1986 Congress modifies the Immigration Reform and Control Act and gives amnesty to approximately three million undocumented residents. For the first time, the law punishes employers who hire persons who are in the United States illegally.
1996 Another recession and economic tension lead to the enactment of the Illegal Immigration Reform and Immigrant Responsibility Act, which toughens border enforcement and made it more difficult to gain asylum.
2000 In California, the most populous state in the United States, people of European ancestry officially become a minority.
The Immigration Debate
Is immigration restriction necessary, beneficial, or appropriate to American tradition or interest? The debate is complex and ongoing. Both sides, those for and against restricting immigration, argue that banning it altogether is not the answer. Conditions in other countries and personal circumstance often make immigration into the United States a necessity. Most restrictionists today use ecological arguments instead of the traditional nativism argument to support their position. While there are people who still advocate extreme nativism, the movement is small and unrespectable.
A more applicable environmental argument for restrictionists rests on the U.S. Bureau of the Census population projections for the next fifty years. Unless there are radical changes in births, deaths, or immigration, the United States will have a population of 390 million to 520 million in 2050. Since 1970 the population has increased by sixty million, and over half of the increase is due to immigration—either the immigrants themselves or their children. The restrictionists point to environmental degradation in the United States as a sign that these statistics are problematic. Additionally, they feel that it makes no sense to ask Americans to sacrifice in the form of family planning and reduced consumption if, at the same time, the United States is allowing new people into the country, exacerbating the problem. On the other, anti-restricionists estimate that to maintain population levels of 1989 through 2010 will require five hundred thousand immigrants per year. Presently, the United States has more jobs than people as well as an aging home-grown population; it needs many immigrants to maintain the status quo.
Restrictionists rally around another central point: the zero-sum argument. It states that if one immigrant arrives in the United States, he or she takes American's job. Restrictionists argue that the United States already has enough economically disadvantaged people, and its economic strength must be maintained if it is to preserve its position. Immigrant workers depress the job market, especially at the low end where it affects the young and American minorities. Competition shuts the present American poor out of entry-level jobs, increases the income gap between haves and have-nots, and makes businesses dependent on cheap labor instead of innovation and modernization. Furthermore, even though the United States has tightened welfare and barred it to new immigrants and illegal aliens, restrictionists argue that immigrants are almost twice as likely to be on welfare as U.S. citizens.
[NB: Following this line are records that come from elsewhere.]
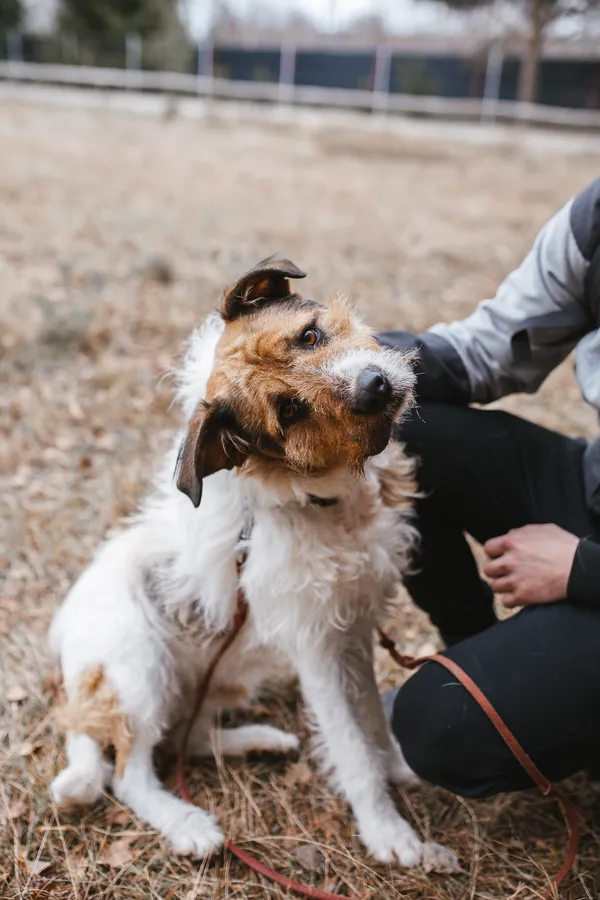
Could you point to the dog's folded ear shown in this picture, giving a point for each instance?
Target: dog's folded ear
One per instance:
(212, 443)
(266, 283)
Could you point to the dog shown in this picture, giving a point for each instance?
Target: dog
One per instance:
(289, 408)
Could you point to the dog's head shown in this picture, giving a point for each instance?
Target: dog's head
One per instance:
(295, 385)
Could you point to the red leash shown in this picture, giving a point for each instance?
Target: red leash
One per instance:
(569, 809)
(240, 617)
(408, 662)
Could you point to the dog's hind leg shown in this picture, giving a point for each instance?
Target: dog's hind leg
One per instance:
(242, 740)
(82, 782)
(189, 830)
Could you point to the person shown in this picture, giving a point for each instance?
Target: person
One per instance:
(531, 497)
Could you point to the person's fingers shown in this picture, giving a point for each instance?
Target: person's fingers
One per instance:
(510, 601)
(503, 585)
(497, 546)
(502, 565)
Pro-immigrationists counter the zero-sum argument by citing the other side of the multiplier, its consumer impact. They maintain that there are still plenty of jobs to do, and each immigrant with a job is a potential buyer of house, car, and services. Working immigrants contribute to a booming economy. Furthermore, most immigrants today enter the United States under the family immigration provision. Immigrant families historically combine resources, cut corners, put everyone in the family to work, and rebuild deteriorated communities. From the new immigrants in New York City and San Francisco to others revitalizing slums into ethnic neighborhoods, immigrants display old American values of thrift, hard work, education, family, and upward mobility. While immigrants often take the low-end jobs and their pay is lower than natives, their household income is consistently higher than the average.